Mozambique President Armando Guebuza inaugurated the rehabilitated Massingir Dam June 4 on Mozambique’s Olifants River.
Construction of Massingir began in Mozambique’s late colonial period in 1973. It was completed in 1977, two years after independence. However serious defects resulted in leaks that prevented the reservoir from holding more than 40 percent of its capacity. That reduced irrigation potential 60 percent and delayed a plan to build a 40-MW hydro plant.
Mozambique’s information agency, Agencia de Informacao de Mocambique (AIM), said the defects have been corrected, making its reservoir the second largest in the country, at 2.8 billion cubic meters.

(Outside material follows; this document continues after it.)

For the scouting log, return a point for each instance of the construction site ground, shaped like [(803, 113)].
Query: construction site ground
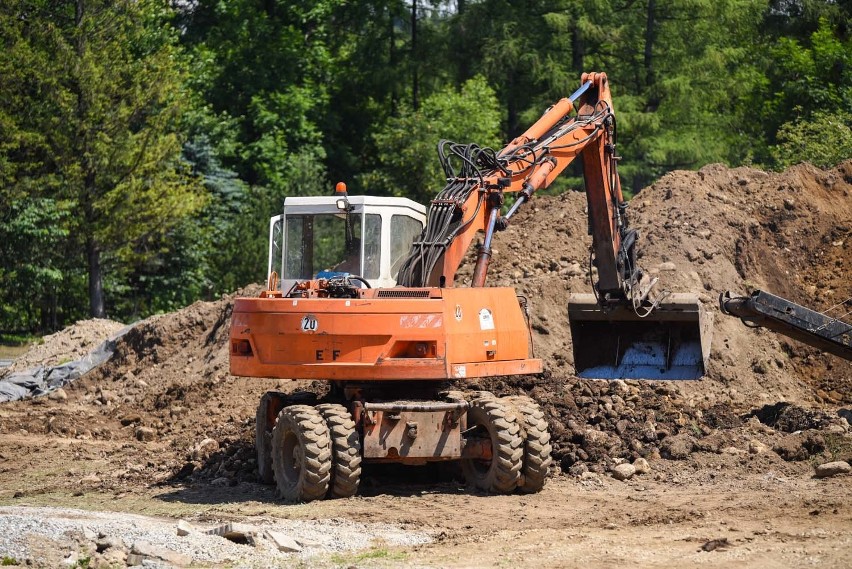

The largest is at 2,040-MW Cahora Bassa Dam. (HNN 5/24/07)
AIM said the repairs make it possible for Massingir to meet its original goals of irrigating 90,000 hectares, controlling floods in the Limpopo River Valley, and generating electricity.
Earlier this year, the African Development Fund (ADF) approved a supplementary loan of 17 million Units of Account (US$25.58 million) for rehabilitation of Massingir and its irrigation facilities in Gaza Province. (HNN 3/8/07)
An ADF loan of 55 million Units of Account (US$82.7 million) was approved in 1993 for rehabilitation and completion of Massingir Dam and rehabilitation of an irrigation scheme downstream. Supplementary activities estimated to cost 18.8 million Units of Account (US$28.3 million) are expected to complete the project.
The ADF loan is to finance 90 percent of the total project costs, with the Mozambique government supplying the remainder.
Additional rehabilitation is to include construction of an additional auxiliary spillway to ensure the dam’s safety, reinforcement of the foundation, and additional grouting and relief wells.